“‘’Twas on the Arctic polar pack
I smoked my last cigar.’”
Well, the merriment did not last long. In about an hour we saw before us a rising hillside, the snow sloping up to an elevation of twenty feet or more and having drifted in thick mounds above and below it. We halted. Goritz plunged forward and struggled to the top of the eminence. We noticed him turning from side to side, leaning forward, looking backward too over our heads, tramping up and down like a dog on a lost scent. Then he waved his arms. We understood his summons. I watched the dogs, and Hopkins and the Professor ran on, tumbling into the white heaps, apparently hitting slippery surfaces below, which sent them sprawling in a splutter of white dust. The three men at length stood together and their gesticulations made black strokes against a white-gray sky. There was rain coming. I knew we had struck a break; there was a bad hole ahead with a poor chance of getting over it. Slowly the three returned, and it was Hopkins who gave the first intimation of the difficulty.
“Mr. Erickson, we’ve been a little ‘previous’ in our expectations. I think perhaps that psalm of joy was a mistaken indulgence on my part, or else I unconsciously hit the nail on the head and—our last cigar will be smoked here and a few other last things may happen along with it. Go up and look at the scenery.”
He motioned to the snowhill. I did not need the invitation, I was already on my way, noticing Goritz’s gravity and the absence of the Professor’s static grin. And in the interval that may be allowed between my first step and my surmounting the snow bank covering the topsy-turvy abattis of ice blocks, a paragraph of explanation may be wisely inserted.
Anyone familiar with experiences of Arctic voyagers in this western Arctic sea, as for instance the thrilling pages of DeLong’s diary in the disastrous “Jeannette” expedition, will recall the fact of the broken condition of the polar pack in the summer, and its hitherto almost invariably pictured confusion of peaks, ridges and pits. Such a person would question the truthfulness of the few previous pages and note incredulously the absence of any remonstrance on the part of the “Astrum’s” officers at our foolhardy undertaking. There was remonstrance enough however. We were told we could not live in the broken, smashing, surging ice; that there was no even ice floor; that everything was uneasy, perilous, shifting, open; that we should wait until winter had solidified the mass, and then “just hike it north.”

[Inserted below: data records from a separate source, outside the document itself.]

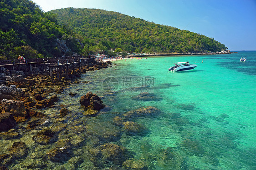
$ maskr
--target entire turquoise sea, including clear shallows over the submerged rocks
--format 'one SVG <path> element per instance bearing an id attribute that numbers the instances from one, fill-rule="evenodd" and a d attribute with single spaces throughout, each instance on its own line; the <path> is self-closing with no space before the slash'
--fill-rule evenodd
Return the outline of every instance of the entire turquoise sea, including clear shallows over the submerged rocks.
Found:
<path id="1" fill-rule="evenodd" d="M 241 56 L 247 61 L 240 62 Z M 185 61 L 198 66 L 190 71 L 168 71 L 174 62 Z M 42 169 L 110 169 L 116 166 L 114 162 L 98 166 L 88 158 L 89 147 L 107 142 L 127 148 L 131 154 L 128 159 L 148 170 L 256 169 L 256 51 L 118 60 L 108 69 L 87 72 L 80 81 L 85 83 L 73 84 L 59 96 L 59 104 L 72 110 L 65 120 L 52 115 L 59 111 L 57 108 L 43 110 L 50 116 L 46 126 L 67 124 L 67 132 L 60 132 L 59 140 L 70 136 L 83 139 L 72 150 L 71 159 L 78 157 L 80 161 L 47 160 Z M 88 91 L 99 95 L 108 106 L 95 117 L 84 116 L 78 102 Z M 70 92 L 77 95 L 71 98 Z M 140 94 L 146 94 L 146 98 L 138 98 Z M 143 132 L 128 133 L 113 125 L 116 116 L 148 106 L 161 112 L 132 120 L 144 126 Z M 77 132 L 75 127 L 83 130 Z M 25 140 L 30 150 L 28 157 L 11 165 L 13 169 L 26 168 L 23 164 L 30 155 L 56 146 L 33 143 L 33 133 L 36 130 L 19 139 Z M 110 137 L 102 137 L 106 134 Z M 36 159 L 41 161 L 41 157 Z"/>

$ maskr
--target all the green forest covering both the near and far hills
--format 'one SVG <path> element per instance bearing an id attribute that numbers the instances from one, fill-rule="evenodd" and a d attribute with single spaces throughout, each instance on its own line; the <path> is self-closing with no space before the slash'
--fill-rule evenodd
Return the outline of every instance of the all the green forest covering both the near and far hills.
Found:
<path id="1" fill-rule="evenodd" d="M 66 8 L 43 12 L 30 0 L 0 1 L 0 59 L 78 53 L 216 52 L 225 45 L 187 30 L 117 12 Z M 110 54 L 110 53 L 109 53 Z M 113 54 L 111 54 L 113 55 Z"/>

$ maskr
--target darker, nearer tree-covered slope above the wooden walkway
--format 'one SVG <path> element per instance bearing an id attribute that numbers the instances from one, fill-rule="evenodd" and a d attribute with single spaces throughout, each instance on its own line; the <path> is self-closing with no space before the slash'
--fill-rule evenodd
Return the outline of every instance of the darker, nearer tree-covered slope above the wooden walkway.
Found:
<path id="1" fill-rule="evenodd" d="M 57 38 L 62 48 L 56 43 Z M 30 0 L 0 1 L 1 59 L 17 59 L 18 55 L 51 57 L 61 55 L 63 50 L 80 52 L 81 46 L 72 30 L 66 25 L 58 25 L 54 15 L 42 12 Z"/>

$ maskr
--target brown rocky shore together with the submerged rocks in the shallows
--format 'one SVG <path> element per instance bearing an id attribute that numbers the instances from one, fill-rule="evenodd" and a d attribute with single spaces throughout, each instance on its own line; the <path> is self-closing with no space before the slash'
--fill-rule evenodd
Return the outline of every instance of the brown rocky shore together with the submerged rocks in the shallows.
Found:
<path id="1" fill-rule="evenodd" d="M 111 65 L 110 61 L 86 65 L 81 71 Z M 89 91 L 82 95 L 78 112 L 59 102 L 66 87 L 82 83 L 79 70 L 60 79 L 43 74 L 25 76 L 23 72 L 10 75 L 9 70 L 1 70 L 0 170 L 148 169 L 148 162 L 134 159 L 119 140 L 123 133 L 147 134 L 148 130 L 134 120 L 159 115 L 159 109 L 142 107 L 119 113 L 109 123 L 97 123 L 92 117 L 111 110 L 97 94 Z M 141 95 L 139 100 L 154 97 Z M 70 92 L 69 96 L 76 97 L 77 93 Z"/>

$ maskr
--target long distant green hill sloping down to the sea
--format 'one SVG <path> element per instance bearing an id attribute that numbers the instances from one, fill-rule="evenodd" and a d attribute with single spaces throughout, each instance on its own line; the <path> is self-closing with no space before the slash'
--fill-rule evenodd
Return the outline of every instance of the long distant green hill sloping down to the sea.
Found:
<path id="1" fill-rule="evenodd" d="M 84 53 L 122 48 L 127 52 L 216 52 L 225 45 L 213 38 L 154 24 L 118 12 L 66 8 L 52 10 L 60 24 L 81 35 Z"/>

And we knew pretty well ourselves just what everyone else had seen and recorded. But we took the chance, and by a perfect miracle of opportunity found there was, outside of Point Barrow a marvelous field of ice suited for our progress. (The real word turned out to be occupancy.)
Well, I got to the top of the snow pile, and my heart beat a rapid retreat to my boots at the sight before me. Ice, ice, ice, but everywhere in blocks smiting each other, rolling, rocking, jamming, and all together crying aloud in a jargon of groans, shivers, reports, grumbles, growls, like packs of quarreling dogs or wolves. It was a disconcerting, discouraging spectacle, and it stretched endlessly away on every side. And in the middle distance, looming larger each instant, rose a floeberg that came on, shoving to the right and left the ice shards about it, resistlessly, as the steel prow of a cruiser or battleship might sweep a flotilla of boats and barges from the path of its imperious progress.
Its pinnacle blazed in the sun; its prow, a pointed ice foot, pierced the obstacles before it with a rattling discharge of rending and splitting; then came an ominous silence and the powerful ice ram rushed down upon us through softer or smaller particles that brushed to each side in parting waves. A few minutes more and its collision with our floe would follow, and then—? I saw too quickly we could make no headway in that hurly-burly of disorder, and then the thought flashed on me that in the pathway of this rushing dreadnought of the north lay death and destruction.
I leaped down the pressure ridge and regaining my feet at its base ran on shouting to the others, who were arrested by my sudden return, “Back! Back! Back!” waving to them to get away. Goritz understood, the rest followed him. The dogs were wheeled round, the crack of the long whips sounded in their ears, and the sting of the lash tingled on their backs. The lumbering “Pluto” swept in a half circle, and was shot along the trail we had just made towards the south. Perhaps we had gained a hundred yards, when the jolt came. It threw us on our faces and upset the dogs. It came with a queer, smothered roar that sharpened into a long, rending shriek; the ice beneath shook with the blow, and then—parted! A seam opened below the “Pluto,” and water spouting from underneath covered the rearward dogs. The Professor and Hopkins were on the separated section. They sprang forward, while Goritz jumped to his feet in a flash, and played his whip like a demon on the dogs who seemed, to my eyes, tied up in its rapid convolutions.